REACH manager Schneebeck was skeptical when asked if the system posed a security threat. "I don't really feel that it would be a big concern," he said. "We feel that the people who work here are fairly good-natured about this."
Adu said that information is never totally safe. "Just to put things in perspective, if someone wanted to get you, they'd get you no matter what security measures you put in place," Adu said.
Adu, citing the need to have passwords available to support technicians, recommended that the situation be resolved by implementing a system where a different password could be used for web portals like Bearings that contain sensitive information.
The current situation conflicts with College policy. According to section 3.6 of the Information Technology Use Policy, "The College implements 'industry-standard' practices concerning the security of the College's IT resources." Chief Technology Officer Mitch Davis said that the current system is not aligned with industry-standard practices.
Section 3.4 of the same policy also says, "The system of accounts, passwords, and user IDs plays an important role in protecting the files and privacy of all users."
The policy also notes the danger of allowing others to use another students's network credentials, and says, "If criminal activity can be traced to a user's account, the person to whom the account is assigned will likely be held accountable." A student's network logon can be used to access public computers throughout campus.
Access to student records is also governed by the Federal Education and Privacy Rights Act (FERPA). Under the legislation, students must provide written consent before a school may release personal information to other individuals. Much of the information protected by FERPA can be found in Bearings.
The REACH employees and Davis suggested that students who are immediately worried about the safety of their privacy can increase their security by changing their password at http://mymail.bowdoin.edu.
"If people would just change their passwords, that would eliminate any security concerns they have," Schneebeck said. "It's a good idea to do that every few months anyway."

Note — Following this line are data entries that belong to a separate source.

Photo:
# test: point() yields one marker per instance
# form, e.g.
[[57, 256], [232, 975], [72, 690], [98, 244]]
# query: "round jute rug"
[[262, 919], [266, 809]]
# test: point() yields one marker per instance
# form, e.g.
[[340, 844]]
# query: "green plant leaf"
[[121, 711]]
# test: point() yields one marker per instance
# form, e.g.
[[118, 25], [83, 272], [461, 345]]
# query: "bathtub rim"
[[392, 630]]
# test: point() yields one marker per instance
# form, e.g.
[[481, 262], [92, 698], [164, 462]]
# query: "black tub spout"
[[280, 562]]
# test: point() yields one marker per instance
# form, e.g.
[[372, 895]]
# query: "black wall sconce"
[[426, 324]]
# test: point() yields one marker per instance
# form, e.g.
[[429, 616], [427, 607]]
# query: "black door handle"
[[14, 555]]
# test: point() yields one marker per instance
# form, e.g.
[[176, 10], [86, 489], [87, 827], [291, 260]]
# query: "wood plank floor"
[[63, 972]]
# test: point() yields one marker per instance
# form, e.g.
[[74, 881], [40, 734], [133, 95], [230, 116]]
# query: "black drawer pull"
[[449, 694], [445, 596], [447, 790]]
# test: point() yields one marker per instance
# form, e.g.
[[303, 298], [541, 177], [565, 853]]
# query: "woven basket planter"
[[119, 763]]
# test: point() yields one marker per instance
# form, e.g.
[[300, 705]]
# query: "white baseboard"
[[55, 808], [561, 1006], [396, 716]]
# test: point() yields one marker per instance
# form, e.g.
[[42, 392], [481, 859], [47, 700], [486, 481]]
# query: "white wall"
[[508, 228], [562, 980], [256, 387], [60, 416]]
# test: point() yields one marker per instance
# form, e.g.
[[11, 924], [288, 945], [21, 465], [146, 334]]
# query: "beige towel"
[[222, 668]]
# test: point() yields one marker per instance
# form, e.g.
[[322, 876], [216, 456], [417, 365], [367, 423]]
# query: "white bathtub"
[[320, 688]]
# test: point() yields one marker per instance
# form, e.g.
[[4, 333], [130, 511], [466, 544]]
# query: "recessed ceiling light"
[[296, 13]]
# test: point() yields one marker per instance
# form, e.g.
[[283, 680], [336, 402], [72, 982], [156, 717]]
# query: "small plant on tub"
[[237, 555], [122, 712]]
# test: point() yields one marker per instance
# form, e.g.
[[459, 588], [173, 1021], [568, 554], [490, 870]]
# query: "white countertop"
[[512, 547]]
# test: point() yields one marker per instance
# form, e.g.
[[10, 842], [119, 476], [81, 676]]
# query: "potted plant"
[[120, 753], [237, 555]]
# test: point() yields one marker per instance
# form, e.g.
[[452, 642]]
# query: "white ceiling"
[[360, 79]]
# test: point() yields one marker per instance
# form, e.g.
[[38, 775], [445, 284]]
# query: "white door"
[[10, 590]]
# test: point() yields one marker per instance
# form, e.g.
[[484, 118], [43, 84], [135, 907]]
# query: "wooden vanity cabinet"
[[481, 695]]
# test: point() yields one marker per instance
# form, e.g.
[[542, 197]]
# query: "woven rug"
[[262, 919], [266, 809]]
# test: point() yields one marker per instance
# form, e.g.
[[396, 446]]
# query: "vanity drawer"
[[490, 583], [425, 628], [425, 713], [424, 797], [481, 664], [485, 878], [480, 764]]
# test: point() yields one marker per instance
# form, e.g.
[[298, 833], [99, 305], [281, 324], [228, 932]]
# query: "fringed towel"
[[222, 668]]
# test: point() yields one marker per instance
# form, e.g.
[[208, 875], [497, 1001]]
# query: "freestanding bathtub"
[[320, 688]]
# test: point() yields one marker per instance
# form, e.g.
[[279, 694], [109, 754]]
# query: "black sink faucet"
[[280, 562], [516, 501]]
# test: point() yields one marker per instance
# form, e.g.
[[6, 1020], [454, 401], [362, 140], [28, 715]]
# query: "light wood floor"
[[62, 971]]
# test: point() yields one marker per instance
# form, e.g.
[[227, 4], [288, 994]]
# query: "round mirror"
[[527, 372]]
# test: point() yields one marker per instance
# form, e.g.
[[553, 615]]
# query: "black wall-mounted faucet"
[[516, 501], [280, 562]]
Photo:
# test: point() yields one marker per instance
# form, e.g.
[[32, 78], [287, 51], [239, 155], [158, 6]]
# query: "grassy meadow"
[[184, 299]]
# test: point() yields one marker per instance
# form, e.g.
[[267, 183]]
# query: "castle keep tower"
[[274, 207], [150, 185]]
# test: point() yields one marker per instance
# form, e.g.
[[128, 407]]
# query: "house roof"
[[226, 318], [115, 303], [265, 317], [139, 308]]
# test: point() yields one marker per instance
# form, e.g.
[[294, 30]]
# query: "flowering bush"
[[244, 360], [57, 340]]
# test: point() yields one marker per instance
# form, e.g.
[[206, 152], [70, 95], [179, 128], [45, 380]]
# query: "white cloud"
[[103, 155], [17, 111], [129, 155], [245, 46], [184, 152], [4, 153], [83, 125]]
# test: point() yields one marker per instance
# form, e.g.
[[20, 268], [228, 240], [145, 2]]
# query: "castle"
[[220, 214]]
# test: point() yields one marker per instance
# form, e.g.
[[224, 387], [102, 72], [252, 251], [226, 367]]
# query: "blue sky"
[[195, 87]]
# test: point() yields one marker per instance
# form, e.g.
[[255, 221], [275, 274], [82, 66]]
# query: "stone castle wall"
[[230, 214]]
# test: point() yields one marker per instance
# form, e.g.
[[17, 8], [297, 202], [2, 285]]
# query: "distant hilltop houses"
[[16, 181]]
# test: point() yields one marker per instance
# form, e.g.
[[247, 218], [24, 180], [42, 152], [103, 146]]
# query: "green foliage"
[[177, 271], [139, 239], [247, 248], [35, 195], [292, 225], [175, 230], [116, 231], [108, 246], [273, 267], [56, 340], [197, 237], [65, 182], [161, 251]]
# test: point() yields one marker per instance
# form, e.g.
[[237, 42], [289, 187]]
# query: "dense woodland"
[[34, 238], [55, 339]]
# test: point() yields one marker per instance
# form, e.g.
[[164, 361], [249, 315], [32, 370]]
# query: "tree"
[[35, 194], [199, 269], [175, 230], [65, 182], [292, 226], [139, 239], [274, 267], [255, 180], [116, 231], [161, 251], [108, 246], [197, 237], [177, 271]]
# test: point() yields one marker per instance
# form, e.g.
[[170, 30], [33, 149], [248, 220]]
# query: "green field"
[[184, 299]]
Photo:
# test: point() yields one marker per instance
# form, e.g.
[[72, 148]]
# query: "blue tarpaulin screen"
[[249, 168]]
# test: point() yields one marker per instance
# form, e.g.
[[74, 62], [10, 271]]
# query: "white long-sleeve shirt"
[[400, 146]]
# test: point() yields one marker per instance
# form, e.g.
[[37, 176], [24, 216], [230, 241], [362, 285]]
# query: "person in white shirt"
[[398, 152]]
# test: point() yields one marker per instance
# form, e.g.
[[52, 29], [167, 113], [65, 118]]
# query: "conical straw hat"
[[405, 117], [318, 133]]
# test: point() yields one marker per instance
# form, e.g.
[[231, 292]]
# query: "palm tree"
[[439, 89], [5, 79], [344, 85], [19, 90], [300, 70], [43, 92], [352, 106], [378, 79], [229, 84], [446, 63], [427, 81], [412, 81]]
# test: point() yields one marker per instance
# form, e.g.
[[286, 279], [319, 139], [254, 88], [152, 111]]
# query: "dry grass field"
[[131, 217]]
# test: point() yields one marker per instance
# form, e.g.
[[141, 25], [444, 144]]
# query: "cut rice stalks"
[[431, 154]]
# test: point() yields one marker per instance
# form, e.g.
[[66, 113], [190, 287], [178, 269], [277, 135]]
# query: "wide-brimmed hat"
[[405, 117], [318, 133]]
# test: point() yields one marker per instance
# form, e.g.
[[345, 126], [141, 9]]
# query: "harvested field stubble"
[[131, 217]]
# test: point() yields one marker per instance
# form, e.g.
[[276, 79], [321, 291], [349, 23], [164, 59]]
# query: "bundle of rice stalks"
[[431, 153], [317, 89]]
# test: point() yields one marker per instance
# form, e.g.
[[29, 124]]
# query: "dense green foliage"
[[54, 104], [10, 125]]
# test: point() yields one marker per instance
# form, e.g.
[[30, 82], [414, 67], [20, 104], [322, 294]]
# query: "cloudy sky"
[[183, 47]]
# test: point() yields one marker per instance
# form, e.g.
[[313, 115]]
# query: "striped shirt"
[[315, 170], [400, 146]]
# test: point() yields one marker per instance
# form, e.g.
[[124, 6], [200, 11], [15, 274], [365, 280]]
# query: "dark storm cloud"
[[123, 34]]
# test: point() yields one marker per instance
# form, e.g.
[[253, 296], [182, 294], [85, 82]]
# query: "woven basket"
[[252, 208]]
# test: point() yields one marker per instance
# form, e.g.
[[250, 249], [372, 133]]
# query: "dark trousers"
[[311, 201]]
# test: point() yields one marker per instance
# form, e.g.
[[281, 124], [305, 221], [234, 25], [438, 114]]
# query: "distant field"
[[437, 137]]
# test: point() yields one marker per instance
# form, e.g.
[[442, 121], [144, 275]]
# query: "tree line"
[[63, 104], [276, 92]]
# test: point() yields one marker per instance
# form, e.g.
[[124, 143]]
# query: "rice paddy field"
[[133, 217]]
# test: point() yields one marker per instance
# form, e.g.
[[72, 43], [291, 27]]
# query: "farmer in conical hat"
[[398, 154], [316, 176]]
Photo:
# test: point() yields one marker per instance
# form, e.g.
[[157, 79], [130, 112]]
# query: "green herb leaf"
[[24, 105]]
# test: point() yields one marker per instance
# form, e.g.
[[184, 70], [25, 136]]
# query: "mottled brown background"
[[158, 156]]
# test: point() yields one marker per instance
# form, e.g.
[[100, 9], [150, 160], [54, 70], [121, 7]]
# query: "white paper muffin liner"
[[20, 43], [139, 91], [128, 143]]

The manager also said that REACH welcomes student comments. "We are dedicated to the best possible service we can have," Schneebeck said.
With the security threat made public today, changes are on the way. After being contacted by the Orient for this article, the department said it plans to alter the password storage system. "It will be fixed within the next week," Davis said late Thursday.
Davis said that an outside source recently completed a system-wide security review of the College's IT resources, and found many areas that need improvement. "This summer we will be making a lot more [changes]," he said.